On May 24, 2013, at 10:38 PM, Harry Veeder wrote:
On Thu, May 23, 2013 at 10:16 AM, Edmund Storms
<[email protected]> wrote:
On May 22, 2013, at 11:21 PM, Harry Veeder wrote:
Ed,
I think the structure of the coulomb barrier is open to intrinsic
modification, but the variables governing this possibility cannot
be uncovered by the tools and concepts of high energy physics.
I agree. In fact, the insistence that high energy physics be used is
the flaw in the skeptical arguments.
In most situations the coulomb barrier behaves in a textbook
fashion, but when bathed in the right vibrations the barrier can be
"tuned" to "soften".
I think a different description is more useful. The two nuclei have
first to get critically close together by intervention of an
electron. This process is conventional. Once this happens and the
bond can resonate, the periodic reduction in distance causes the
nuclei to emit a photon (gamma). Each emitted photon allows hte
distance to be reduced because the energy of the system has now been
reduced, which reduces the Coulomb barrier. After enough photons
have been emitted, the two nuclei collapse into one, which is the
nuclear product. Of course, the intervening electron that is
required to reduce the barrier is sucked into the final nucleus.
The process you have described has the characteristics of a ratchet.
Curiously, Jones used the ratchet metaphor in another post where he
characterised the effect of modulating the input on the cell.
Yes Harry, this can be called a ratchet.
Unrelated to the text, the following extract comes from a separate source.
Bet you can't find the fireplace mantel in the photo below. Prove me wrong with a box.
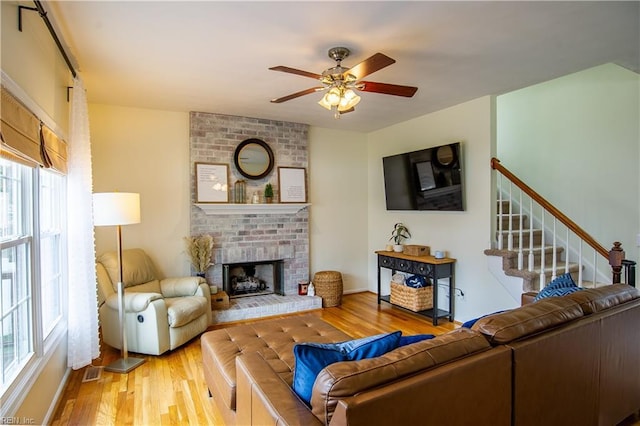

All kinds of ratchets exist
in Nature. The challenge is to find the cause. In this case, the
nuclei have to communicate before they have fused into a single
nuclei. The form of htat communication is unknown, but very
important. Once discovered, this will get someone the Nobel prize.
Imagine the following sequence. The nuclei are held apart by an
electron bond, which is normally the case. Once formed, this structure
starts to resonate so that the two nuclei get periodically closer
together. As they approach each other, information is exchanged
between the nuclei that tells them they have too much mass -energy for
being this close. After all, if they were in contact, the excess mass-
energy would be 24 MeV if the nuclei were deuterons. But they are not
in contact yet, so that the excess mass-energy is less than the
maximum. Nevertheless, this excess must be dissipated, which each
nuclei does by emitting a photon having 1/2 of the excess energy for
the distance achieved. After the photons are emitted, the resonance
moves the two nuclei apart, but this time not as far as previously the
case. The next resonance cycle again brings the nuclei close, but this
time they come closer than before, again with emission of two photons.
This cycle repeats until all energy has been dissipated and the two
nuclei are in contact. The intervening electron, that was necessary to
the process, is sucked into the final nucleus. Because very little
energy is released by entry of the electron, the neutrino, if it is
emitted at all, has very little energy available to carry away.
This process, I suggest, is the unique and previously unknown
phenomenon that CF has revealed.
Ed Storms
This model requires the nuclei to "know" that they must emit energy
when they get close and that magnitude of the Coulomb barrier is
sensitive to the excess mass-energy of the two nuclei.
Ed Storms
Is this another way of saying it is related to the nuclear force? If
so then the ratchet is the nuclear force.